From the phone, a babble of girls saying, “I promise! I promise!”

“Very good,” Jie said. “Now, stay tuned friends, for soon I will be unveiling a wonderful surprise!” A mouseclick and then there was another ad, this time for a company that provided fake credentials for people looking for work, guaranteed to pass database lookups. Both of them slipped their headphones off and Jie drained her water-glass, a little trickle sliding down her chin and throat. Lu suppressed a groan. She was so beautiful, and all that power and confidence --

“That was a pretty good opener, wasn't it?” she said, raising her eyebrows at him.

“Is it like this all the time?”

“Oh, that was a particularly good one. But yes, most nights it goes like that. Six or seven hours' worth of it. You still think it'd get repetitious?”

“I can see how that would stay interesting.”

“After all, you kill the same monsters over and over again all night long, don't you? That must be pretty dull.”

He considered this. “Not really,” he said. “It's the teamwork, I guess. All of us working together, and it's not really the same every time -- the games vary the monster-spawning a lot. Sometimes you get really good drops, too -- that can be very exciting! You're going down a corridor you've cleared a dozen times, and you discover that this time it's filled with 200 vampires and then one of them drops an epic sword, and it's not boring at all anymore.” He shrugged. “My guildie Matthew says it's intermittent reinforcement.”

She held up a finger and said, “Hold on to that,” and clicked and started talking into her mic again, taking a call from another factory girl, this one more angry than sad. “I had a friend who was selling franchises for a line of herbal remedies,” she said, and Jie rolled her eyes.

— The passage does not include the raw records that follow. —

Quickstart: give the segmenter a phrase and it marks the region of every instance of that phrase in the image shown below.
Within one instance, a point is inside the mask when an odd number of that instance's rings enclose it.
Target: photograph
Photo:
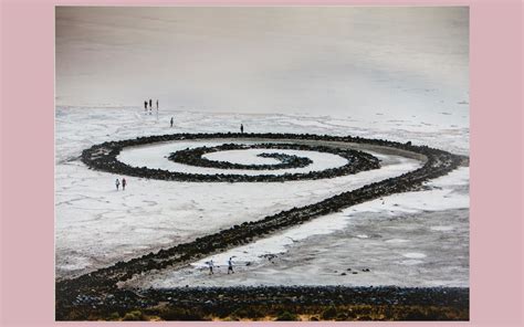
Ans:
[[[53,10],[56,321],[470,321],[470,7]]]

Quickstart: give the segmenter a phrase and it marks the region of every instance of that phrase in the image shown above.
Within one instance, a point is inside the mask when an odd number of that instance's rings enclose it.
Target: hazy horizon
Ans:
[[[469,9],[56,7],[56,105],[146,98],[213,113],[469,118]]]

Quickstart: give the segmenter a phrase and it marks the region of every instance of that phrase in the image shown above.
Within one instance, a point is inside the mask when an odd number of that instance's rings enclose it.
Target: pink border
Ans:
[[[0,2],[2,326],[73,325],[54,321],[54,6],[371,4],[363,0]],[[471,321],[460,325],[523,326],[522,2],[376,0],[373,4],[470,6]],[[497,157],[504,158],[502,170],[494,168]],[[32,160],[39,166],[33,167]],[[148,323],[133,324],[144,325]],[[366,323],[371,325],[413,324]]]

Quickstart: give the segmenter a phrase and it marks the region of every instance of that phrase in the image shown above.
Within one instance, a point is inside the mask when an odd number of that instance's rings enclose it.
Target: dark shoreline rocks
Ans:
[[[75,302],[78,296],[106,298],[108,296],[114,297],[126,294],[126,298],[128,297],[132,299],[134,296],[138,296],[137,293],[118,288],[118,283],[128,281],[135,275],[139,275],[153,270],[163,270],[174,265],[181,265],[190,262],[191,260],[201,257],[202,255],[209,255],[233,246],[247,244],[282,229],[310,221],[316,217],[339,211],[354,204],[397,192],[415,190],[421,187],[425,181],[447,175],[462,165],[464,161],[464,158],[461,156],[455,156],[447,151],[433,149],[427,146],[412,146],[410,144],[364,139],[350,136],[335,137],[327,135],[317,136],[290,134],[176,134],[167,136],[151,136],[93,146],[92,148],[84,150],[82,160],[95,169],[125,173],[124,171],[126,170],[120,170],[123,167],[118,166],[118,161],[112,161],[112,158],[116,159],[116,156],[123,147],[175,139],[212,139],[234,137],[307,140],[316,139],[379,145],[422,155],[427,158],[427,161],[423,167],[413,171],[409,171],[401,176],[388,178],[378,182],[373,182],[353,191],[342,192],[313,204],[284,210],[276,214],[266,217],[260,221],[244,222],[240,225],[234,225],[230,229],[199,238],[193,242],[163,249],[156,253],[151,252],[149,254],[132,259],[127,262],[118,262],[112,266],[104,267],[75,278],[59,281],[56,282],[55,288],[56,317],[59,319],[71,318],[70,314],[77,310],[80,308],[78,305],[82,306]],[[151,178],[157,178],[160,175],[154,175]],[[140,300],[143,300],[146,306],[150,305],[149,300],[151,300],[151,303],[155,302],[154,298],[149,298],[148,296],[149,295],[147,293],[140,294]],[[101,307],[97,305],[95,305],[95,308],[92,308],[94,312],[97,309],[101,309]]]
[[[394,312],[392,308],[398,309]],[[376,316],[371,314],[374,309],[381,313],[379,319],[468,320],[469,288],[251,286],[119,289],[104,296],[78,296],[71,310],[57,313],[56,319],[111,319],[115,313],[124,317],[138,310],[166,320],[234,316],[256,319],[279,316],[282,312],[315,315],[327,320],[363,320],[363,317],[373,320],[371,316]],[[335,314],[328,315],[333,310]]]
[[[291,137],[293,136],[293,137]],[[217,138],[253,138],[262,137],[270,139],[303,139],[301,135],[293,134],[172,134],[163,136],[149,136],[138,137],[135,139],[127,139],[120,141],[103,143],[99,145],[92,146],[82,152],[82,161],[90,168],[140,178],[159,179],[159,180],[172,180],[172,181],[191,181],[191,182],[283,182],[290,180],[312,180],[312,179],[325,179],[335,178],[344,175],[357,173],[365,170],[380,168],[379,160],[374,156],[353,149],[339,149],[336,147],[326,146],[307,146],[307,145],[294,145],[294,144],[262,144],[252,146],[239,146],[234,144],[222,145],[219,147],[199,147],[193,149],[186,149],[171,154],[168,158],[176,162],[200,166],[200,167],[213,167],[222,169],[282,169],[282,168],[297,168],[305,167],[311,164],[307,158],[296,157],[297,162],[281,164],[279,165],[239,165],[224,161],[213,161],[202,158],[207,152],[224,150],[224,149],[239,149],[239,148],[275,148],[275,149],[298,149],[298,150],[311,150],[321,151],[338,155],[348,160],[348,164],[332,169],[325,169],[322,171],[311,171],[304,173],[284,173],[284,175],[232,175],[232,173],[217,173],[217,175],[203,175],[203,173],[186,173],[178,171],[169,171],[164,169],[151,169],[147,167],[132,167],[122,161],[118,161],[117,156],[122,149],[133,146],[149,145],[160,141],[169,140],[187,140],[187,139],[217,139]],[[308,139],[308,138],[304,138]],[[331,138],[319,140],[332,140]],[[295,167],[294,167],[295,166]]]

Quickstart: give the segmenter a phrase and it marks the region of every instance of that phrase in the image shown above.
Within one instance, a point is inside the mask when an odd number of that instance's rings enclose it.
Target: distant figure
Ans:
[[[229,272],[231,272],[231,274],[234,274],[232,257],[228,260],[228,275],[229,275]]]
[[[210,261],[207,262],[207,264],[208,264],[208,266],[209,266],[209,274],[210,274],[210,275],[213,275],[213,274],[214,274],[214,273],[213,273],[213,266],[214,266],[213,260],[211,259]]]

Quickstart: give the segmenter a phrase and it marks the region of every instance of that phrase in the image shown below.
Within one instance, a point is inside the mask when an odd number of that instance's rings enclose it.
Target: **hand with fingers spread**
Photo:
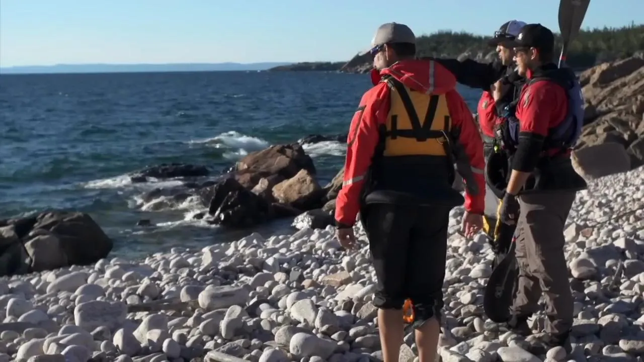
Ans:
[[[466,238],[469,238],[476,235],[483,227],[483,215],[465,212],[461,233]]]
[[[350,250],[356,247],[355,235],[353,227],[339,227],[336,230],[336,236],[342,247]]]

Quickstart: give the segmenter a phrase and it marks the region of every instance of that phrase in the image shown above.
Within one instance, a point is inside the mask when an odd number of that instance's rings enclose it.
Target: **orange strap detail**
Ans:
[[[402,320],[406,323],[412,323],[415,316],[412,300],[405,300],[404,305],[402,306]]]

“Go on,” she said. “Sounds like a great opportunity.” The sarcasm in her voice was unmistakable.

“That's what I thought,” the girl said. She sounded like she wanted to punch something. “At first I thought it was about selling the herbal remedies, and I liked that, because my mother always gave me herbs when I was sick as a girl, and I thought that a lot of the girls here would want to buy the remedies too because they missed home.”

“Yes,” Jie said. “Who wouldn't want to remember her mommy?”

“Exactly! Just what I thought. And my friend told me about how much money I could make, but not from selling the herbs! She said that selling the herbs would be my 'downliners' job, and that I would manage them. I would be a boss!”

“Who wouldn't want to be a boss?”

“Right! She said that she was recruiting me to be in the top layer of the organization, and that I would then go and recruit two of my friends to be my salespeople. They'd each pay me for the right to sign up more downliners, and that all the downliners would buy herbs from me and then I would get a share of all their profits. She showed me how if my two downliners signed up two more, and each of them signed up two more, and so on, that I would have hundreds of downliners working for me in just a few days! And if I only got a few RMB from each one, I'd be making thousands every month, just for signing up two people.”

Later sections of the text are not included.